The allowlist uses a frozen set lookup, defaulting to KNOWN_TEST_VALUES (common test card numbers, example SSNs like 123-45-6789). This prevents DLP tools from flagging their own test data, which is a common complaint in production deployments.
After pattern detection, apply_context_boost in detectors/context.py scans the surrounding text for keywords that indicate the matched value is actually sensitive data:
def apply_context_boost(
text: str,
matches: list[DetectorMatch],
window_tokens: int = DEFAULT_CONTEXT_WINDOW_TOKENS,
) -> list[DetectorMatch]:
tokens = text.lower().split()
boosted: list[DetectorMatch] = []
for match in matches:
if not match.context_keywords:
boosted.append(match)
continue
char_to_token = _char_offset_to_token_index(
text, match.start
)
window_start = max(
0, char_to_token - window_tokens
)
window_end = min(
len(tokens), char_to_token + window_tokens
)
window_text = " ".join(
tokens[window_start:window_end]
)
boost = _compute_keyword_boost(
window_text,
match.context_keywords,
window_tokens,
)
new_score = min(1.0, match.score + boost)
...The window is bidirectional: 10 tokens in each direction from the match. The boost is distance-weighted: a keyword right next to the match contributes up to CONTEXT_BOOST_MAX (0.35), while one at the edge of the window contributes almost nothing. This reflects a real observation: "SSN: 456-78-9012" is almost certainly an SSN, while "SSN" appearing 50 words away from "456-78-9012" is weaker signal.
The _compute_keyword_boost function finds the best keyword match in the window and computes CONTEXT_BOOST_MAX * proximity_factor, where proximity is 1.0 - (distance / max_distance). Only the highest-scoring keyword matters, not the sum of all keywords. This prevents keyword stuffing from inflating scores.

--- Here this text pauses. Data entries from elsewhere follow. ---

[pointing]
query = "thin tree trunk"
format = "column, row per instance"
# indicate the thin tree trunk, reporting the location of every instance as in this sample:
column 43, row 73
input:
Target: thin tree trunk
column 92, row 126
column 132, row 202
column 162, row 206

After context boosting, _apply_cooccurrence_boost checks whether multiple different PII types appear near each other:
def _apply_cooccurrence_boost(
matches: list[DetectorMatch],
) -> list[DetectorMatch]:
if len(matches) < 2:
return matches
proximity_threshold = 500
for i, match in enumerate(matches):
has_neighbor = False
for j, other in enumerate(matches):
if i == j:
continue
if other.rule_id == match.rule_id:
continue
distance = abs(match.start - other.start)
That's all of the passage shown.